Looking at Liverpool’s centre-back situation, I keep landing on the same uneasy conclusion: this is the area that’s going to need the most planning, and probably the most spending, across the next couple of windows.

Even allowing for the usual “IKFA” caveat, the squad profile feels awkward. Virgil van Dijk is 34. Joe Gomez, as much as I’ve always rated him, can’t be relied upon to give you a clean run of availability. And with Ibrahima Konaté, there’s that nagging sense that Liverpool might not get to dictate the long-term timeline if bigger clubs come calling.


Short-term cover is fine, but it’s flimsy

In a pinch, Liverpool can get through spells. We’ve seen midfielders asked to do jobs before, and you can imagine Ryan Gravenberch or Wataru Endo being used as emergency centre-backs if the manager really had to, especially in-game when you’re protecting a lead and need bodies.

There’s also at least one academy name in the conversation, with Wellity Lucky having some squad exposure. But that’s the point: it’s exposure, not proof you can lean on them for months at Premier League tempo.

So, yes, there is cover. It’s just not the sort you want to plan a season around.


Why a right-sided centre-back feels most urgent

For me, the right centre-back slot is the priority. If Konaté’s form has dipped, or if his future is a bit cloudier than we’d like, that’s the position that can quickly become a problem. You can carry a lot in this league, but you can’t carry uncertainty at centre-half.

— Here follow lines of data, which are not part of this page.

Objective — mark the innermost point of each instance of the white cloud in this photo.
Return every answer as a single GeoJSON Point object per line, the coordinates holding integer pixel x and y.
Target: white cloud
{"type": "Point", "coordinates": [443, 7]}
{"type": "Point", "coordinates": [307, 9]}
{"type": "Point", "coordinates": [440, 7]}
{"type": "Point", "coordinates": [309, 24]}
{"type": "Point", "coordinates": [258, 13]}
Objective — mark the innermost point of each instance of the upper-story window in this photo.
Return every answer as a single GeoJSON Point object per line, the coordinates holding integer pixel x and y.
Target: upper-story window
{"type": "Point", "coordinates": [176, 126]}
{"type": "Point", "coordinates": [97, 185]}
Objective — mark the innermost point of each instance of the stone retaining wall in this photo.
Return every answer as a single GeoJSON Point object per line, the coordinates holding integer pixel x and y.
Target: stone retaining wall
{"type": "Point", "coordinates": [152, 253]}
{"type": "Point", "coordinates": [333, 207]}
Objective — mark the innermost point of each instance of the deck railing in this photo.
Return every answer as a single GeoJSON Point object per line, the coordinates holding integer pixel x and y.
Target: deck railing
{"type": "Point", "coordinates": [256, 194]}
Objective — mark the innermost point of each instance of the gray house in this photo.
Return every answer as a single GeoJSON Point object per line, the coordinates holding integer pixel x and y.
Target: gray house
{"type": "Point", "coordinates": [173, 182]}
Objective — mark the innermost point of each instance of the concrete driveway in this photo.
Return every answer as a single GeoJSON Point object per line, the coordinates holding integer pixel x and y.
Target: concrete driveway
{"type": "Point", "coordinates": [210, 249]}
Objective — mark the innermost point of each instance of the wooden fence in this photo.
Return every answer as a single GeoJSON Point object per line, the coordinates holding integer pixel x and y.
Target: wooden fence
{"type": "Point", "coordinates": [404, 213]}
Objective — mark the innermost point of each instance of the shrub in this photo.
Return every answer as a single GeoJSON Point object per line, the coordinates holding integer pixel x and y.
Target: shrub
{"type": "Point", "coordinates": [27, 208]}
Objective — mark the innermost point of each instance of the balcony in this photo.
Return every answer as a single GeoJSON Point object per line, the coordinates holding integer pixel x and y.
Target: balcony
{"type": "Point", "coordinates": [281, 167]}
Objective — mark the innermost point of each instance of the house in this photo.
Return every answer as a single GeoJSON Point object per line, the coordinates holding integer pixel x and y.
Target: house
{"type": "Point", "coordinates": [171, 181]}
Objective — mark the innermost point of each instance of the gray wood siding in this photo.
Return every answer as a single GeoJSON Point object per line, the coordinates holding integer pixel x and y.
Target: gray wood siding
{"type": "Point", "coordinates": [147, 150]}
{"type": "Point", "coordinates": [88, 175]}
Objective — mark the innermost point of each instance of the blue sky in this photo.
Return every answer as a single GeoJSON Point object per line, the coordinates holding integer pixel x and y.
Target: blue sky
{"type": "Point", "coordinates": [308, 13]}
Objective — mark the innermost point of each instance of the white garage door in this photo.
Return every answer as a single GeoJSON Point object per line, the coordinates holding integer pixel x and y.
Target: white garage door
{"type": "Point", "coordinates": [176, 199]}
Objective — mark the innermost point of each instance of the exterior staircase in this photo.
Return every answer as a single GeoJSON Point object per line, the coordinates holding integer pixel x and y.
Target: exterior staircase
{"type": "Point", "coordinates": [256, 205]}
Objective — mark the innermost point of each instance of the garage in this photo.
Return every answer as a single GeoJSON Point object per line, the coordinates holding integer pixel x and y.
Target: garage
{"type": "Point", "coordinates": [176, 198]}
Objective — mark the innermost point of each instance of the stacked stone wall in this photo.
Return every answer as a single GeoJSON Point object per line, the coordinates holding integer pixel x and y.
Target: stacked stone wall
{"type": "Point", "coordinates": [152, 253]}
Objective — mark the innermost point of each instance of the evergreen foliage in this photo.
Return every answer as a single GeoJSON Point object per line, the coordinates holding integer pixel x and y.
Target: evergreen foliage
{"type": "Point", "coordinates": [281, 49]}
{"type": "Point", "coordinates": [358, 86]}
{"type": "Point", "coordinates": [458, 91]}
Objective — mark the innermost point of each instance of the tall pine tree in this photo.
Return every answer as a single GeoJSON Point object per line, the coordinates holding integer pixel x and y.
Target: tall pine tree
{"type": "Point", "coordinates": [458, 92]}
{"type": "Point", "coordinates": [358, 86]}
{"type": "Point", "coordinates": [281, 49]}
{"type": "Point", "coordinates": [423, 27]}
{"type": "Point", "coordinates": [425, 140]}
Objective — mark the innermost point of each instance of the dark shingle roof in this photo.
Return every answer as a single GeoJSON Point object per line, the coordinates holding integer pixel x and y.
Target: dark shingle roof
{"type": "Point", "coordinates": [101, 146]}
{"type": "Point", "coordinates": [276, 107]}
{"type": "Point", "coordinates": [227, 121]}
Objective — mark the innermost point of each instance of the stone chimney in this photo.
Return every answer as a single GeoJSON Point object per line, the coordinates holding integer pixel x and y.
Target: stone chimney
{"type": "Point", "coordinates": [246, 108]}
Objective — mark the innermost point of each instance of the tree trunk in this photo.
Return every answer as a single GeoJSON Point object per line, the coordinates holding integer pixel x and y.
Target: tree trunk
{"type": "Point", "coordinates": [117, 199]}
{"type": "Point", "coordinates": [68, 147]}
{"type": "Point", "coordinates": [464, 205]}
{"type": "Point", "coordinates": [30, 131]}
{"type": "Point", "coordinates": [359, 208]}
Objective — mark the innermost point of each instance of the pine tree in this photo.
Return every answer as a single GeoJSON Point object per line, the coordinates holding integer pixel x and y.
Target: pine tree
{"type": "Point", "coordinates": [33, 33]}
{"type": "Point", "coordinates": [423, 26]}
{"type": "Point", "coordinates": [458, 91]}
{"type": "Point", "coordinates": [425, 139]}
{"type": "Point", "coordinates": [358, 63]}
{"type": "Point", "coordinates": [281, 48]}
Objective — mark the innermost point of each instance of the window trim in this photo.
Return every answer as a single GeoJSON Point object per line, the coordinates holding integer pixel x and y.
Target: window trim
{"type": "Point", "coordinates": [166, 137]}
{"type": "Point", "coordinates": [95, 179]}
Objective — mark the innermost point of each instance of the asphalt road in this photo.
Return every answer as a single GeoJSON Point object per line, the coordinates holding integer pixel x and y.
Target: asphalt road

Van Dijk hasn’t been flawless either, but I still trust his reading of danger and his ability to manage the line more than anyone else in that unit right now. That’s why the idea of a plug-in, ready-made right-sided option this window makes sense, rather than rolling the dice with makeshift solutions.


Summer planning: talent now, succession later

The longer view is where it gets really interesting. If Leoni is the one you genuinely see as a future Liverpool centre-back, great, but young defenders need time. Even the “young giant coming in the summer” type signings usually take a couple of seasons before you truly know what you’ve got.

That’s why I can see the logic in doing two layers of business: one centre-back with proper first-team experience (ideally from a top league) to steady things, then another senior option in the summer if the market allows. If someone like Guehi is part of that plan, it still doesn’t remove the need for experience and reliability.

Put it all together and the direction feels clear: get a right-sided centre-back in, then use the summer to shape the longer-term succession around Virgil.